I may be generalizing a bit here, but A-level techs skew a little older, primarily because to be an A-level tech one needs experience, and experience takes a little time. On the other end of the spectrum, we have techs who are usually light on skill and ability, but ideally have higher-than-average motivation to succeed in the field, a willingness to please, and often a strong back. (C-techs often are a bit younger due to that experience thing, and the pay rate for a C-tech isn’t always “raise a family on this” wages.)

There’s not much motivation for an A-level mechanic to train a C-level tech—he’d be slowing down his work and earning less money, and to what end? To create another tech in the shop who can take those jobs off his schedule? And the B-level tech is in a similar quandary. Thus, in most shops, the lube rack is populated by C-level techs who sometimes wind up leaving for the opportunity to move up as a B-tech in a different shop.

A C-level tech takes on more of the not-so-desirable jobs than the A has to. (Rank has its privileges.) LOFs and tire mounting/rotation come to mind for the C-level techs. Some of the more aggressive B-level jobs are no walk in the park either, like hanging exhausts and beating on rust-frozen front-end parts. However, if a car comes in for a timing belt change and a set of tires, no A-tech in the world is going to turn that ticket down—but rolling four wheels and four tires to the tire machine and back and lacing the discarded tires in the stack is definitely not the money-making end of that repair ticket. Heck, sometimes just scrabbling on a cold floor in the winter to set the lift pads is hard on old bones.

Young automotive technician

Miriam is an intern supplementing her theoretical knowledge with practical experience under the tutelage of seasoned mechanics here at Dorman. Photo by Mike Apice.

Here is where a tech team comes in. An A-tech with a lift bay next to a C who can promptly shuttle cars into the shop, rack the vehicles, and handle oil changes and rotations will likely have good reason to help his neighbor become a better wrench. It won’t be long before that C-tech moves up to tasks like fluid exchanges and more complex parts replacement because the junior wrench will have helped the senior one move faster and turn more hours. The trade gets passed along, and no one gets stiffed.

Whether A/B, A/C, B/C, or A/B/C, turning all of the jobs in the shop into team efforts promotes knowledge transfer to the less-experienced techs, and the cost of their tuition is physical labor—sweat equity. Remember that tech I told you about at the beginning of this article?

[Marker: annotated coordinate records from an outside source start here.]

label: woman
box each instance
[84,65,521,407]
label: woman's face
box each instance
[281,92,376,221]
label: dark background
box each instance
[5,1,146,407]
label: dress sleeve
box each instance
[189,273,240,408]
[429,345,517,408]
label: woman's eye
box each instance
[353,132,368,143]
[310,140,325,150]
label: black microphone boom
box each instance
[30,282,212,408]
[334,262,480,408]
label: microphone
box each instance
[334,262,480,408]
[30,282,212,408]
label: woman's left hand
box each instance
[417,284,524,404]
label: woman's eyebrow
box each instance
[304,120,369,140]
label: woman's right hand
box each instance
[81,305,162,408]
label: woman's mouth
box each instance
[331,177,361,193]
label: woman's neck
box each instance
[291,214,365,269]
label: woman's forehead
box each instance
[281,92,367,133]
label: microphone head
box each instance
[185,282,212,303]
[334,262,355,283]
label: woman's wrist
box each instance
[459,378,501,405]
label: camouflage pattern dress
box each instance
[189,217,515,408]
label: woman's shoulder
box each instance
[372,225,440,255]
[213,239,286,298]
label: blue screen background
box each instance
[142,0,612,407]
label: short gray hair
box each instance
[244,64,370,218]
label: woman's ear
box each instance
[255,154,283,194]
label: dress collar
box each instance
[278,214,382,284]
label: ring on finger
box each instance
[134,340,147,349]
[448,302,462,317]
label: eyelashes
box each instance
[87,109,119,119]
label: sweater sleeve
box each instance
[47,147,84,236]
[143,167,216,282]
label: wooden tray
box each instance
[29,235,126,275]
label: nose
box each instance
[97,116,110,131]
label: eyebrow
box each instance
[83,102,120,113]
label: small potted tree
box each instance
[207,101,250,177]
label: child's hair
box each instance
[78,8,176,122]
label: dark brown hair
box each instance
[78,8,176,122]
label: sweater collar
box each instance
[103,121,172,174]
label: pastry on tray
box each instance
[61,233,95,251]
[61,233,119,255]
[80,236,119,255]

I knew a pair of techs, one A and one B who worked as a team and had for years. The A-tech was a wizard diagnostician, and the B-tech was able to turn wrenches at a blinding pace. The A-guy would diag everything and pass it off, and both mechanics were pretty happy with this arrangement.

THree techs standing in an automotive shop

Better together? Maybe it’s a little corny, but sums can be greater than the parts. Photo by Mike Apice.

Whether this team approach gets implemented at a shop level or individually between willing techs, there’s something to be said for having multiple sets of eyes on a vehicle. A switch to this system sets the table for a tech being able to work past physical prime by removing some of the physical limitations of this line of work. I think a budding mechanic will get up to speed faster in a controlled environment to boot, lengthening an automotive career on both ends, which is probably significant given the existing paucity of good mechanics.

Give it a try. What do you have to lose?